Les auteurs ont constaté un déclin de la diversité génétique vers les hautes latitudes et un schéma significatif d'IBD qui, avec les prédictions ENM, suggèrent que E. chiloensis var. chiloensis Leur aire de répartition a connu une contraction vers le nord durant les conditions humides et froides du LGM, suivie d'une expansion lors de l'aridification du milieu de l'Holocène.
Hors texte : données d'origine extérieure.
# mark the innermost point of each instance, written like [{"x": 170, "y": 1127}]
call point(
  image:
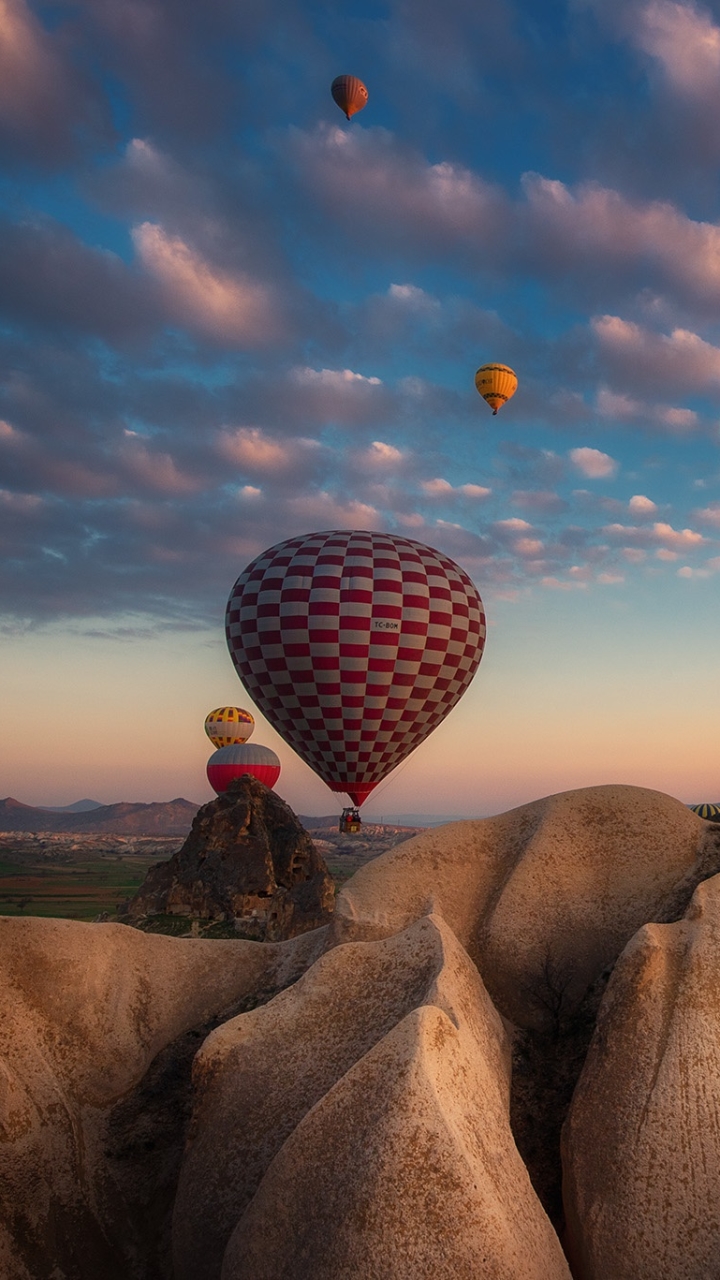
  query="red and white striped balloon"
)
[
  {"x": 355, "y": 647},
  {"x": 232, "y": 762}
]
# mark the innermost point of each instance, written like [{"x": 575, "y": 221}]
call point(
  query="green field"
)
[{"x": 78, "y": 891}]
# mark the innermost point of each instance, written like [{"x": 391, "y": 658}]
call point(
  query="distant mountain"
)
[
  {"x": 172, "y": 818},
  {"x": 78, "y": 807}
]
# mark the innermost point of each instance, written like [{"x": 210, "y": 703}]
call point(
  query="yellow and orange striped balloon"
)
[
  {"x": 228, "y": 725},
  {"x": 496, "y": 384},
  {"x": 350, "y": 94}
]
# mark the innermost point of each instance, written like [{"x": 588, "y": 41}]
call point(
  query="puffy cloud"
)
[
  {"x": 538, "y": 499},
  {"x": 642, "y": 506},
  {"x": 593, "y": 464},
  {"x": 682, "y": 359},
  {"x": 628, "y": 408},
  {"x": 53, "y": 280},
  {"x": 598, "y": 228},
  {"x": 41, "y": 96},
  {"x": 709, "y": 515},
  {"x": 323, "y": 510},
  {"x": 158, "y": 471},
  {"x": 229, "y": 307},
  {"x": 253, "y": 448},
  {"x": 379, "y": 457},
  {"x": 440, "y": 488},
  {"x": 687, "y": 44},
  {"x": 660, "y": 533},
  {"x": 337, "y": 379},
  {"x": 387, "y": 191}
]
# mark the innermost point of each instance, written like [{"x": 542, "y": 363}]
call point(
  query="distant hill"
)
[
  {"x": 171, "y": 818},
  {"x": 78, "y": 807}
]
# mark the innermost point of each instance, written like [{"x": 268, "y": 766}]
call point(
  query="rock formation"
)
[
  {"x": 249, "y": 859},
  {"x": 642, "y": 1141},
  {"x": 382, "y": 1097},
  {"x": 98, "y": 1029}
]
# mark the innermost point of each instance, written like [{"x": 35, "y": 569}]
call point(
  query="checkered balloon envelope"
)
[{"x": 355, "y": 647}]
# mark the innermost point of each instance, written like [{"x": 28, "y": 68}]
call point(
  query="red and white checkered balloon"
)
[{"x": 355, "y": 647}]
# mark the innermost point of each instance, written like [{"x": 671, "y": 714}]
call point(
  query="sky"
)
[{"x": 228, "y": 316}]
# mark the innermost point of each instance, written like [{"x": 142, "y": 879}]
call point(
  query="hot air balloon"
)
[
  {"x": 350, "y": 94},
  {"x": 711, "y": 812},
  {"x": 232, "y": 762},
  {"x": 355, "y": 645},
  {"x": 228, "y": 725},
  {"x": 496, "y": 384}
]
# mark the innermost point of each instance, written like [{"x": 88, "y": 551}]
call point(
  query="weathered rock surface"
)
[
  {"x": 545, "y": 895},
  {"x": 358, "y": 1127},
  {"x": 246, "y": 858},
  {"x": 642, "y": 1141},
  {"x": 90, "y": 1015}
]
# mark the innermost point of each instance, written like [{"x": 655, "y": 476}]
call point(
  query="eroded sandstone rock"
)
[
  {"x": 642, "y": 1139},
  {"x": 247, "y": 858},
  {"x": 358, "y": 1127},
  {"x": 543, "y": 897},
  {"x": 87, "y": 1013}
]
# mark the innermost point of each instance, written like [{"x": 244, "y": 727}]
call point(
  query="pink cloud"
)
[
  {"x": 40, "y": 95},
  {"x": 443, "y": 489},
  {"x": 682, "y": 359},
  {"x": 687, "y": 42},
  {"x": 709, "y": 515},
  {"x": 158, "y": 471},
  {"x": 660, "y": 533},
  {"x": 597, "y": 224},
  {"x": 593, "y": 464},
  {"x": 538, "y": 499},
  {"x": 642, "y": 506},
  {"x": 367, "y": 174},
  {"x": 628, "y": 408},
  {"x": 224, "y": 305},
  {"x": 324, "y": 511}
]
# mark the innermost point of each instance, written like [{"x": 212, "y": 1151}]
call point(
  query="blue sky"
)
[{"x": 229, "y": 316}]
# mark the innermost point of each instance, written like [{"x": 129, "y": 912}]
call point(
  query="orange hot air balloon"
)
[
  {"x": 496, "y": 384},
  {"x": 350, "y": 94}
]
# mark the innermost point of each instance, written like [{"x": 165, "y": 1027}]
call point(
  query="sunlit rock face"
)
[
  {"x": 556, "y": 886},
  {"x": 98, "y": 1029},
  {"x": 383, "y": 1096},
  {"x": 247, "y": 858},
  {"x": 642, "y": 1141},
  {"x": 359, "y": 1125}
]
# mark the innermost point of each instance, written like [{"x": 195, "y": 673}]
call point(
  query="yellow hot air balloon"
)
[
  {"x": 496, "y": 384},
  {"x": 228, "y": 725},
  {"x": 350, "y": 94}
]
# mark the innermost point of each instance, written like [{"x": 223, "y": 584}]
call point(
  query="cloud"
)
[
  {"x": 593, "y": 464},
  {"x": 387, "y": 191},
  {"x": 229, "y": 307},
  {"x": 619, "y": 406},
  {"x": 324, "y": 511},
  {"x": 642, "y": 506},
  {"x": 709, "y": 515},
  {"x": 332, "y": 378},
  {"x": 596, "y": 228},
  {"x": 50, "y": 279},
  {"x": 158, "y": 471},
  {"x": 670, "y": 539},
  {"x": 538, "y": 499},
  {"x": 680, "y": 360},
  {"x": 42, "y": 97},
  {"x": 443, "y": 489}
]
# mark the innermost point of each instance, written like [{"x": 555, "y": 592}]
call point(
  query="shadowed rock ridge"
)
[
  {"x": 247, "y": 858},
  {"x": 382, "y": 1097}
]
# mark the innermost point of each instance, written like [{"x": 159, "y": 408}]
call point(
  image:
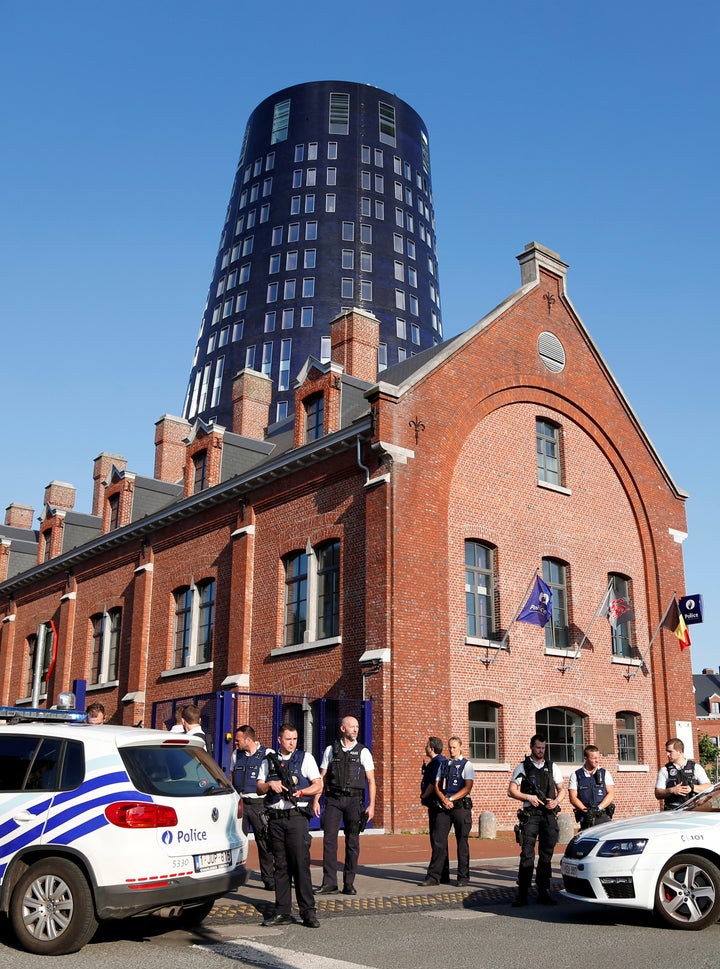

Outre l'IBD, ils ont détecté la présence d'une forte barrière au flux génétique à 32°30′S, qui, selon l'analyse de coalescence, s'est produite il y a 44 XNUMX ans BP. Les groupes génétiques résultants différaient en termes de niche climatique réalisée, en particulier dans les variables liées aux précipitations.
Leurs résultats suggèrent que le cactus E. chiloensis var. chiloensis a connu une contraction et une fragmentation de l'aire de répartition pendant les conditions humides et froides du LGM, ce qui peut avoir facilité la différenciation écologique entre les populations du nord et du sud, favorisant une spéciation naissante.